Le baron de son côté méditait de grandes entreprises agricoles ; il voulait faire des essais, organiser le
progrès, expérimenter des instruments nouveaux, acclimater des races étrangères ; et il passait une partie

de ses journées en conversation avec les paysans qui hochaient la tête, incrédules à ses tentatives.

Souvent aussi il allait en mer avec les matelots d'Yport. Quand il eut visité les grottes, les fontaines et les
aiguilles des environs, il voulut pêcher comme un simple marin.

Dans les jours de brise, lorsque la voile pleine de vent fait courir sur le dos des vagues la coque joufflue
des barques, et que, par chaque bord, traîne jusqu'au fond de la mer la grande ligne fuyante que

poursuivent les hordes de maquereaux, il tenait dans sa main tremblante d'anxiété la petite corde qu'on

sent vibrer sitôt qu'un poisson pris se débat.

Il partait au clair de lune pour lever les filets posés la veille.
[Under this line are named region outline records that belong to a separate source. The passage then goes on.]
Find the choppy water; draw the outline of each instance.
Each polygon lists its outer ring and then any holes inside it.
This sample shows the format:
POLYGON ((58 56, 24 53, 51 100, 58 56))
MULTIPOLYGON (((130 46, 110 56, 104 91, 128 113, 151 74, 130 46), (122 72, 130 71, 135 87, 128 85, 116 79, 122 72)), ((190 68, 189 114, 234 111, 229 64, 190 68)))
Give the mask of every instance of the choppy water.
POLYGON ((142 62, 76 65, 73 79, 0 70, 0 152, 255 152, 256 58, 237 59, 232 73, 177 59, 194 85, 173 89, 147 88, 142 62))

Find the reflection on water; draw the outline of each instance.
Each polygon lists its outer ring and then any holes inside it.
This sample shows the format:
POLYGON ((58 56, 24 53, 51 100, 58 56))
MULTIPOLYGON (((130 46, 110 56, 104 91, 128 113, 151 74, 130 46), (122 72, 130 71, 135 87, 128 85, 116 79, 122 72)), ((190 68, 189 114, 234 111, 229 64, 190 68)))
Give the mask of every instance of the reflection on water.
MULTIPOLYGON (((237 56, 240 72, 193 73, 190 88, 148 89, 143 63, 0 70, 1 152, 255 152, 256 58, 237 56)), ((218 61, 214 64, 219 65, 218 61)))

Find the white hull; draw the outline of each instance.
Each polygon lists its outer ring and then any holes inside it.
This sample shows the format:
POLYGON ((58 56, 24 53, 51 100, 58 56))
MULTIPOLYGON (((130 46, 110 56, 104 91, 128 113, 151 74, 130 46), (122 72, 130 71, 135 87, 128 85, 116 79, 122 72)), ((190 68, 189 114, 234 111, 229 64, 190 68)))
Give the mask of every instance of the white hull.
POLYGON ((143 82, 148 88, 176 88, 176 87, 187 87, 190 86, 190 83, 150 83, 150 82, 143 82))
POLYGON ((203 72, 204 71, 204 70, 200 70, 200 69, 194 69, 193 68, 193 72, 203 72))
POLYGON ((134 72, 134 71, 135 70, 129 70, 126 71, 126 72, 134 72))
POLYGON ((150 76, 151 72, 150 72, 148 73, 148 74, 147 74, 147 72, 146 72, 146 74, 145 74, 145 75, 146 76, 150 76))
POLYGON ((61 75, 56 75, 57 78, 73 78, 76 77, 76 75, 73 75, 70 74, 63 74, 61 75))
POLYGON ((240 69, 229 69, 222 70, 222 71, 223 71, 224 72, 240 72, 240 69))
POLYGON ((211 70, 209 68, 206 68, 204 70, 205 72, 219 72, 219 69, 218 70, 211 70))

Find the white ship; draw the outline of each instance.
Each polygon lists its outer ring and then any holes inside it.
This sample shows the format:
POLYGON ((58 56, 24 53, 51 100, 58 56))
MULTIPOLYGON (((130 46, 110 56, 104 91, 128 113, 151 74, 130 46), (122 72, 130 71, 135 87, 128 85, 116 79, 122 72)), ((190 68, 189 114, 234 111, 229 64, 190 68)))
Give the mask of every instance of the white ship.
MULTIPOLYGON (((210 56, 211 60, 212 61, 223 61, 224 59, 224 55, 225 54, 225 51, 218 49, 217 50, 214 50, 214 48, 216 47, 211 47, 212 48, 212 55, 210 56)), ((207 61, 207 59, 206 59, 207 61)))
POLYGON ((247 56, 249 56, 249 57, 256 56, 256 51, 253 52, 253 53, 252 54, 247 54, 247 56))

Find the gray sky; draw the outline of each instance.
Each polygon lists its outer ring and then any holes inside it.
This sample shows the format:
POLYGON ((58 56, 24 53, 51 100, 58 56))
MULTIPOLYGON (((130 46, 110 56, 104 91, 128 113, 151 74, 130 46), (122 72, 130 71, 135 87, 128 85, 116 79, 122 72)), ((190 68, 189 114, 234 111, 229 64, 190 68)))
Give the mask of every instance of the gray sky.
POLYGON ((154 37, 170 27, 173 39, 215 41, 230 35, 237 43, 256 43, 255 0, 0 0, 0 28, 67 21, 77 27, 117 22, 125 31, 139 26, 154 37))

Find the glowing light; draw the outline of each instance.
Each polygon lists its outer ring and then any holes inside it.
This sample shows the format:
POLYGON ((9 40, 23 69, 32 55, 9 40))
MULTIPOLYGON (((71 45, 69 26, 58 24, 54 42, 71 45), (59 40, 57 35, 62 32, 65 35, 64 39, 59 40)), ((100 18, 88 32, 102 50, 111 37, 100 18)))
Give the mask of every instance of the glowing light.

Il aimait à entendre craquer le mât, à respirer
les rafales sifflantes et fraîches de la nuit ; et, après avoir longtemps louvoyé pour retrouver les bouées en

se guidant sur une crête de roche, le toit d'un clocher et le phare de Fécamp, il jouissait à demeurer

immobile sous les premiers feux du soleil levant qui faisait reluire sur le pont du bateau le dos gluant des

larges raies en éventail et le ventre gras des turbots.

À chaque repas, il racontait avec enthousiasme ses promenades ; et petite mère à son tour lui disait
combien de fois elle avait parcouru la grande allée de peuples, celle de droite, contre la ferme des

Couillard, l'autre n'ayant pas assez de soleil.